Compared to many of the people reading this, I've not participated extensively on LessWrong. In fact, I created my account only about a week ago. That said, I have read many LessWrong articles by contributors such as Eliezer, Jonah, Yvain, Gwern, and many others (if I missed you, my apologies). I wouldn't say it was a huge transformative experience. But I have probably learned a bit more from LessWrong than I learned sitting in on a class by Nobel Prize-winning economist Gary Becker on human capital (without formally registering for the class or doing the coursework). I've learned more of value from LessWrong than all the MIT OpenCourseWare lectures I've consumed. There are a few online experiences, such as reading EconLog, that have been more educational for me than LessWrong, but I can count these on the fingers of one hand.

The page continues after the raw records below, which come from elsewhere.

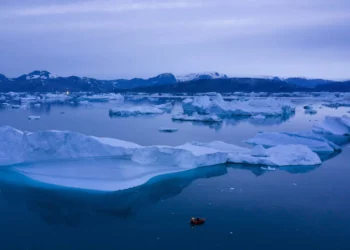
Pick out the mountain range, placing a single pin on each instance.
(44, 81)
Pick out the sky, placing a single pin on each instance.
(111, 39)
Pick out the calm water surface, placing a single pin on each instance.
(245, 207)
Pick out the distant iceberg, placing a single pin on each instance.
(33, 117)
(135, 111)
(339, 126)
(205, 105)
(316, 143)
(102, 98)
(196, 117)
(309, 109)
(280, 155)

Some of my friends have claimed that reading LessWrong systematically (and perhaps participating in the comments and attempting to write posts) would generate more value for an undergraduate than a typical core college class (with the possible exception of technical classes specific to the person's major or area of specialization). I'm curious about whether readers agree with this assessment. Do you feel, for instance, that LessWrong provided you with more valuable human capital than your introductory general chemistry sequence? What about comparing LessWrong with an undergraduate "intro to philosophy" class? Or an undergraduate intro class on the history of economic thought? At what percentile would you rank LessWrong relative to your college classes?
A second related question is whether there's a possibility of building a college course -- or college-like course, perhaps a MOOC -- specifically revolving around mastery of the content in LessWrong (perhaps starting with the Sequences). Would such a college course be possible to design in principle? How would such a college course compare with core requirements for undergraduates today?